The Ollama team has released a significant update that brings native tool calling, structured JSON output, and enhanced vision model support to local AI inference. This release closes one of the biggest feature gaps between local and cloud-hosted model APIs.

Key Features

Native Tool Calling: Models can now invoke user-defined functions through a standardized interface. You define tools with JSON schemas, and compatible models will generate structured function calls — just like the OpenAI function calling API, but running entirely on your hardware.

Structured Output: Force models to respond in valid JSON matching a specific schema. No more parsing hacks or retry loops for structured data extraction.

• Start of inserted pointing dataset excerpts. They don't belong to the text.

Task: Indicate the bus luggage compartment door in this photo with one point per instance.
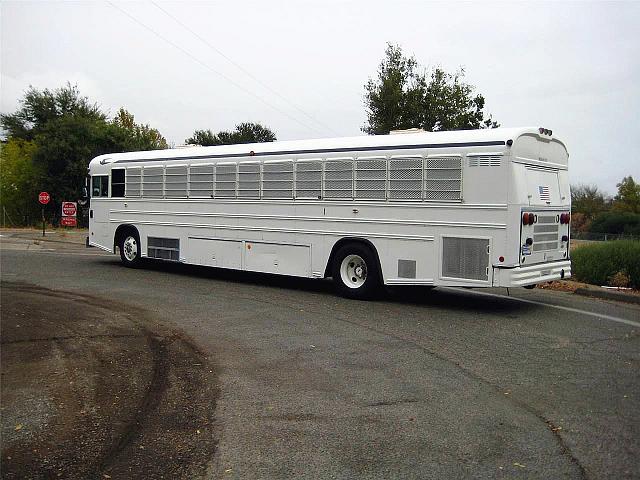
(213, 252)
(285, 259)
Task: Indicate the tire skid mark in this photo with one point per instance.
(562, 446)
(68, 337)
(158, 347)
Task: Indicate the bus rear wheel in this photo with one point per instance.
(355, 272)
(130, 248)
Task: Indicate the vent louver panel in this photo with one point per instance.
(201, 181)
(175, 182)
(309, 179)
(249, 180)
(133, 182)
(466, 258)
(226, 181)
(338, 179)
(152, 182)
(485, 161)
(371, 179)
(443, 178)
(277, 180)
(405, 178)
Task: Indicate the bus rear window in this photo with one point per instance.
(117, 182)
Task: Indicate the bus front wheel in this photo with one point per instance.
(355, 271)
(130, 248)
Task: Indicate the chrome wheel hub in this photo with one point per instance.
(353, 271)
(130, 248)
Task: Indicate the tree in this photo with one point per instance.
(628, 197)
(588, 200)
(64, 131)
(244, 133)
(20, 181)
(37, 108)
(403, 97)
(139, 136)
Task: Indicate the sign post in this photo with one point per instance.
(69, 212)
(43, 198)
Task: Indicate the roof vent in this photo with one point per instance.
(407, 130)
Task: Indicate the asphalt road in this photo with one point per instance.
(420, 384)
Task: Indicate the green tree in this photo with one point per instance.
(405, 96)
(628, 197)
(66, 131)
(244, 133)
(139, 136)
(37, 108)
(587, 200)
(20, 181)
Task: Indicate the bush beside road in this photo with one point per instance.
(615, 263)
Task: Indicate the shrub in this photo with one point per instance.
(599, 263)
(617, 222)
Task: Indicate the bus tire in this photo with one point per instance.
(130, 248)
(355, 271)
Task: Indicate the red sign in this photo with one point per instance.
(69, 209)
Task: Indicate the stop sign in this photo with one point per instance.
(69, 209)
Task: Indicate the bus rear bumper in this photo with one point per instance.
(532, 274)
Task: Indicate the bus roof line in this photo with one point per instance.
(314, 151)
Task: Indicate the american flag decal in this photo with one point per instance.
(544, 193)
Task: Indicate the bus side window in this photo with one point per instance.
(100, 186)
(117, 182)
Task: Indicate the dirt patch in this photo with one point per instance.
(573, 285)
(95, 389)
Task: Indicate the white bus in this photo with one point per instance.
(476, 208)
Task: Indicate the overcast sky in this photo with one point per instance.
(571, 67)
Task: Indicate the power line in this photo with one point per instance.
(244, 70)
(195, 59)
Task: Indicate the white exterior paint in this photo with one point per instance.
(295, 236)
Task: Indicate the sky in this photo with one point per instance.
(299, 67)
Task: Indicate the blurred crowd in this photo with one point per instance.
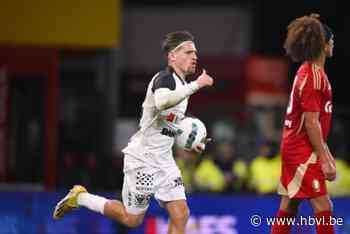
(232, 162)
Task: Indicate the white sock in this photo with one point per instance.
(92, 202)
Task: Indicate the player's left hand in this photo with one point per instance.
(201, 146)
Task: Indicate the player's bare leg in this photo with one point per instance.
(178, 216)
(115, 210)
(78, 196)
(288, 208)
(323, 209)
(322, 203)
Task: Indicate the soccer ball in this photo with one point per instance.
(193, 132)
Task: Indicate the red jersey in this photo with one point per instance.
(311, 92)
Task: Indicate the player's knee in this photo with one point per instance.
(180, 217)
(133, 221)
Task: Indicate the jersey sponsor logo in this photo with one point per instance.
(288, 123)
(192, 137)
(138, 200)
(328, 107)
(316, 185)
(178, 182)
(168, 132)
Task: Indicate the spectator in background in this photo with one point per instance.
(69, 172)
(91, 172)
(221, 171)
(341, 185)
(265, 170)
(186, 162)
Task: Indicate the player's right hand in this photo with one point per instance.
(204, 80)
(329, 170)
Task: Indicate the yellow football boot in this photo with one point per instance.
(69, 202)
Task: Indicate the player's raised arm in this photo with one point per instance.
(165, 98)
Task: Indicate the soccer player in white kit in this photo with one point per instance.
(149, 166)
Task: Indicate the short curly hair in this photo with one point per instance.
(306, 38)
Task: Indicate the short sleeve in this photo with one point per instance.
(310, 92)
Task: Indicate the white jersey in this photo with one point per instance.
(152, 144)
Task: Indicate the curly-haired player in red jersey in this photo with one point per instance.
(306, 160)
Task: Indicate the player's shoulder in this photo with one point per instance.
(310, 73)
(164, 79)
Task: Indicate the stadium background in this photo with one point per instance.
(73, 76)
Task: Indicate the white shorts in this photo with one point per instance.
(142, 182)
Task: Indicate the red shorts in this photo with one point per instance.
(304, 180)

Vision Improvements: Better support for multimodal models that accept both text and image inputs, with faster image preprocessing and reduced memory overhead.

What This Enables

Local AI agents are now significantly easier to build. Tool calling means your self-hosted model can search databases, call APIs, read files, and execute code — all without sending data to external services. Combined with structured output, you can build reliable data extraction pipelines entirely on-premises.

Frequently Asked Questions

Which models support tool calling in Ollama?

Models specifically fine-tuned for function calling work best. Check the Ollama model library for models tagged with tool-calling support.

Does this work with the existing Ollama API?

Yes, it extends the existing /api/chat endpoint with a new tools parameter. Existing code continues to work without changes.